I’m the author of the answerhub thread mentioned above, now my new test crash in a new different place, it no longer fail the checks in SetInstanceOriginInternal(…) function but it crash here:



void FStaticMeshInstanceBuffer::UpdateFromCommandBuffer_RenderThread(FInstanceUpdateCmdBuffer& CmdBuffer)
{
    QUICK_SCOPE_CYCLE_COUNTER(STAT_FStaticMeshInstanceBuffer_UpdateFromCommandBuffer_RenderThread);

    int32 NumCommands = CmdBuffer.NumInlineCommands();
    int32 NumAdds = CmdBuffer.NumAdds;
    int32 AddIndex = INDEX_NONE;

    if (NumAdds > 0)
    {
        AddIndex = InstanceData->GetNumInstances();
        int32 NewNumInstances = NumAdds + InstanceData->GetNumInstances();
        InstanceData->AllocateInstances(NewNumInstances, GIsEditor ? EResizeBufferFlags::AllowSlackOnGrow | EResizeBufferFlags::AllowSlackOnReduce : EResizeBufferFlags::None, false); // In Editor always permit overallocation, to prevent too much realloc
    }

    for (int32 i = 0; i < NumCommands; ++i)
    {
        const auto& Cmd = CmdBuffer.Cmds*;
        switch (Cmd.Type)
        {
        case FInstanceUpdateCmdBuffer::Add:
            InstanceData->SetInstance(AddIndex++, Cmd.XForm, 0);
            break;

**case FInstanceUpdateCmdBuffer::Hide:**
**InstanceData->NullifyInstance(Cmd.InstanceIndex);**
**break;**

        case FInstanceUpdateCmdBuffer::Update:
            InstanceData->SetInstance(Cmd.InstanceIndex, Cmd.XForm, 0);
            break;
        case FInstanceUpdateCmdBuffer::EditorData:
            InstanceData->SetInstanceEditorData(Cmd.InstanceIndex, Cmd.HitProxyColor, Cmd.bSelected);
            break;
        case FInstanceUpdateCmdBuffer::LightmapData:
            InstanceData->SetInstanceLightMapData(Cmd.InstanceIndex, Cmd.LightmapUVBias, Cmd.ShadowmapUVBias);
            break;
        default:
            check(false);
        }
    }

    UpdateRHI();
}
6

It may be an editor related crash only.
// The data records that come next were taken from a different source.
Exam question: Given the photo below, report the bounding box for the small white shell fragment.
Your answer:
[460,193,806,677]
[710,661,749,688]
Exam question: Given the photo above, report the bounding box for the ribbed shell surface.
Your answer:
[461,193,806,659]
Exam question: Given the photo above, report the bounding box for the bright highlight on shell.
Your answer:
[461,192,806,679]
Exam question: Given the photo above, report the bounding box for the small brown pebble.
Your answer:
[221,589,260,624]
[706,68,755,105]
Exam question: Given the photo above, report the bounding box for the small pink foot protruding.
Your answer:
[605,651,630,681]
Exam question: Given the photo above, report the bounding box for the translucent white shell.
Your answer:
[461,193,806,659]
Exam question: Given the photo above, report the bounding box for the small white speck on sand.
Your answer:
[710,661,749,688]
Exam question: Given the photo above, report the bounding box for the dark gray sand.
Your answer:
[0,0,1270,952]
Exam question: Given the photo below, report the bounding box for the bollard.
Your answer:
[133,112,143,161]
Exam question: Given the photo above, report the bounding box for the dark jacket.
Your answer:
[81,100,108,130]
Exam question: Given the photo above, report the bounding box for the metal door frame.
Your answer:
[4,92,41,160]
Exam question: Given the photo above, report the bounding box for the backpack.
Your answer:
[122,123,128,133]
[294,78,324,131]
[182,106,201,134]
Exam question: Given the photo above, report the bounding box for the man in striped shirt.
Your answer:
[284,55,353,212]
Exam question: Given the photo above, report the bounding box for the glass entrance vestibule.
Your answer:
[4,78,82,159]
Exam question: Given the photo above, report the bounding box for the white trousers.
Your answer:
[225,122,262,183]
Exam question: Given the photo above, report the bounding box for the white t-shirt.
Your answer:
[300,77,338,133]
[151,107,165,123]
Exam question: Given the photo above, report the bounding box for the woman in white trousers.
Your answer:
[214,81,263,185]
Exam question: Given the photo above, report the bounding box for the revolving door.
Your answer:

Once i cook a build (tested both dev or shipping) out of it ain’t freak out.

The order of things seems to be important to get a crash in the editor. First you start with a hism with a null mesh. Next, you add an instance -> set the mesh -> then you can try to run any operation (add/update/clear) they will all fail.

I only tested this with blueprints, maybe you’d get different results doing this from code. Anyways, it’ll be better to wait for the mesh to be emplaced (account for async loading etc) before operating on a hism comp, just to be safe.

As for the trashed content, since you bypassed all checks, it’s possible you are merely operating on some old/invalid/un/partially initialized data, that sounds rather dangerous.